Tensorflow-esque bucket by sequence length

vdw · July 10, 2019, 4:20am

Say you’re building an RNN-based sentiment classifier for tweets/sentences. RNNs go over a sentences word by word, but sentences generally have different lengths. If your batch_size=1 it doesn’t matter since each sentences to processed/classified independently. However, with batch_size=1 you sacrifice a lot of performance. You want to process multiple sentence at once, e.g., batch_size=64. To deal with the different lengths of sentences you have different options:

Padding: All shorter sentences get extended by a default word, e.g., <pad>, to the length of the longest sentences.

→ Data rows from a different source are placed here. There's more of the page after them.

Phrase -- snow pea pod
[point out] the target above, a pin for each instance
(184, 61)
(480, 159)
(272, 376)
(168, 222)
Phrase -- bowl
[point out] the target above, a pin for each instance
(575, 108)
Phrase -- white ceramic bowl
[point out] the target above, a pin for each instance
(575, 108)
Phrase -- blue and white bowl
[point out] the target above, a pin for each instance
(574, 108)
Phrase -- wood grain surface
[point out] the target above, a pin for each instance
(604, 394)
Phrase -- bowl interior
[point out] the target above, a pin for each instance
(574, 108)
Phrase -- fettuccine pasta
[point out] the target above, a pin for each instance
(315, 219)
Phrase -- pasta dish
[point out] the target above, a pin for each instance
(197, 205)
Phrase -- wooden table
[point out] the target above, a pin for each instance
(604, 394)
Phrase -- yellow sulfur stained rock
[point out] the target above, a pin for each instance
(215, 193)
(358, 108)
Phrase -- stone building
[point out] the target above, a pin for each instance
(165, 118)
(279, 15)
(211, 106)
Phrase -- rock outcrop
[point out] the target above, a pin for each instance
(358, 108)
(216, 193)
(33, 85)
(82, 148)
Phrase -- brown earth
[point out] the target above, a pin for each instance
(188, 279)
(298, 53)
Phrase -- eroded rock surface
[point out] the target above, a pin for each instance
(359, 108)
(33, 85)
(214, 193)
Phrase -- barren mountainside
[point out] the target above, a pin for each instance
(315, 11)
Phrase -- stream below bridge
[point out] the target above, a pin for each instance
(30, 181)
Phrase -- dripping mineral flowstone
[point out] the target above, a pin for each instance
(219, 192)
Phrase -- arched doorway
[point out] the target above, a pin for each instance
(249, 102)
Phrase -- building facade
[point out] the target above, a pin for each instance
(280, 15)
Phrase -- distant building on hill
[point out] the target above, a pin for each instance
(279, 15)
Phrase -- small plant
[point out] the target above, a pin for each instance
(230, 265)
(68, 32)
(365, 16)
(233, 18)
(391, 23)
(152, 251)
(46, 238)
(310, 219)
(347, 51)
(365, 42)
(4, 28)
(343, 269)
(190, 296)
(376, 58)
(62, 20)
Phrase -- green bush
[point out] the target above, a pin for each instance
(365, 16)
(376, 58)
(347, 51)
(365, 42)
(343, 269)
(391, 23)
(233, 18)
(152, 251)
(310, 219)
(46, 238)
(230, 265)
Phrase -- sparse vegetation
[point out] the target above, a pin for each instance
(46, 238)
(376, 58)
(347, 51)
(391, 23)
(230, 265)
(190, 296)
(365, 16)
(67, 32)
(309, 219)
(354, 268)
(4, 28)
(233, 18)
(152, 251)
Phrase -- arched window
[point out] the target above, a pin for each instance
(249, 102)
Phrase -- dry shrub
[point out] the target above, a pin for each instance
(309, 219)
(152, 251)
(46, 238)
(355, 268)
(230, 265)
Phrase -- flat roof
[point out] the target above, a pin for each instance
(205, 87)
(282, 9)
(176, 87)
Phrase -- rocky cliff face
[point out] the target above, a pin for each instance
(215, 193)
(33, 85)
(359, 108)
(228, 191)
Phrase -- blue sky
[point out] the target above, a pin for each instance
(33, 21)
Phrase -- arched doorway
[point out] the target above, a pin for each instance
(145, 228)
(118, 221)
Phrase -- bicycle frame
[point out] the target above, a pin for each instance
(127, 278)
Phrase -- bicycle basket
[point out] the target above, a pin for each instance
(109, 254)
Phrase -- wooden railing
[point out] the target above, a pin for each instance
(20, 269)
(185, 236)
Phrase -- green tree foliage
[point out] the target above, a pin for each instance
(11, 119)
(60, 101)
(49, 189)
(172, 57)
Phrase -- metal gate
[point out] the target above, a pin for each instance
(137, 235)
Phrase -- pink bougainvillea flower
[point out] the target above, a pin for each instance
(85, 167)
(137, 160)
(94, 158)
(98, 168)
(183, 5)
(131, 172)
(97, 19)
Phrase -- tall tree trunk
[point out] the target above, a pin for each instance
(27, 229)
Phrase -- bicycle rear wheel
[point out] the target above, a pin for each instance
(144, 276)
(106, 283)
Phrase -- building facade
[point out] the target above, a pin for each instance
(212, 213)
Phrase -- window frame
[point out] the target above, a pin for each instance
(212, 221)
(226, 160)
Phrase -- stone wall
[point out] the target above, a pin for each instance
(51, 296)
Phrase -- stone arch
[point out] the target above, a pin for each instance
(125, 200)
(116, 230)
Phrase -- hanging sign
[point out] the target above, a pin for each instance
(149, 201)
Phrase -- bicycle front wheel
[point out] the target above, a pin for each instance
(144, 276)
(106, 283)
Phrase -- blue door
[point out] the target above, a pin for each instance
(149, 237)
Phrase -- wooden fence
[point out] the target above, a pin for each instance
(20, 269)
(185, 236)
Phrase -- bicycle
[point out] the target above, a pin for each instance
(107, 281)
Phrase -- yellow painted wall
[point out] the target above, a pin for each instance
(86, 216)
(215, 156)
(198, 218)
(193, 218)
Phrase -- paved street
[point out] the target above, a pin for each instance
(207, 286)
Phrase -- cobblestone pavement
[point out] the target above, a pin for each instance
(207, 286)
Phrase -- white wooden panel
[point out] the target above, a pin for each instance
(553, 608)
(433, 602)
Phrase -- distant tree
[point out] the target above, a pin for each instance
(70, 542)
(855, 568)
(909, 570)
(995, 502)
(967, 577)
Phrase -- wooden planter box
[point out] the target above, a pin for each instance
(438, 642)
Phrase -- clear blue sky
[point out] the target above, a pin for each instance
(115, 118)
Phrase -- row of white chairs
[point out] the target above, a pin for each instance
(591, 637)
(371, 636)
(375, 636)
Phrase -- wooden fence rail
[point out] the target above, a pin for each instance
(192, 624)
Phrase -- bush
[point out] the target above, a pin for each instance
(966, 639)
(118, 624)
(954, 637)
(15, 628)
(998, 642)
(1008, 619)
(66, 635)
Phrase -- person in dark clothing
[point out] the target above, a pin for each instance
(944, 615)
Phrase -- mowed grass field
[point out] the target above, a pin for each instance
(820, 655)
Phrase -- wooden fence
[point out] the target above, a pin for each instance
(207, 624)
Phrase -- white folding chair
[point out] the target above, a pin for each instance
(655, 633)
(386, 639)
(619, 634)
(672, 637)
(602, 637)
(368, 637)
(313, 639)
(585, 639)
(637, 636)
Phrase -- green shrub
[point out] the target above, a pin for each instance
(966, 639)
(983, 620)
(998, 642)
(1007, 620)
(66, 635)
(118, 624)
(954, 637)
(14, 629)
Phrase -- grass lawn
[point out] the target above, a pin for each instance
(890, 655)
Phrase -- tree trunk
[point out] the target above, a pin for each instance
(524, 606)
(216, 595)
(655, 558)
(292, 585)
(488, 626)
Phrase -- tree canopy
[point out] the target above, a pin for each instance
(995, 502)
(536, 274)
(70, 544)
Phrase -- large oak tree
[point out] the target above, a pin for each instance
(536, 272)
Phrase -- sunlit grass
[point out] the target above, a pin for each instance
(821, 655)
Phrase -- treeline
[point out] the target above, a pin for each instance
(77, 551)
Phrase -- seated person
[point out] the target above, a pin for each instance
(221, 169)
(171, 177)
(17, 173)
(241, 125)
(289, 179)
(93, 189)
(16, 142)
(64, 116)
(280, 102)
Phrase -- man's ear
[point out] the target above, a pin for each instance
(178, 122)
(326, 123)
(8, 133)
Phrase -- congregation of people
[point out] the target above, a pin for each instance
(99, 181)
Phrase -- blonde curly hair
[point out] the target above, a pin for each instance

Now all sentences in the batch have the same length. The problem is that it’s not obvious if and how padding effects the training and accuracy of the classifier (particularly when the differences in lengths are very great).
PackedSequence: That’s concept provided by PyTorch that hides that the RNN stops at the last word of each sentence in batch, even if they have different lengths. This works fine if you only need the output of the last step. If you need the output at each steps (e.g., for pooling over all steps), I don’t think you can use that approach. It adds additional logic which reduces performance (I’ve noticed 10% in one of my cases but that’s anecdotal).
Bucketing: (the proposed idea in this thread): Well, you simply ignore all the issues by ensuring that all sentences in a batch have the same length. Needs no padding, needs no PackedSequence, the output of each time steps can be subsequently. In my opinion, that’s the most hassle-free approach for classification and sequence labeling task. Note that it’s not applicable as described above for sequence-to-sequence tasks (e.g., machine translation).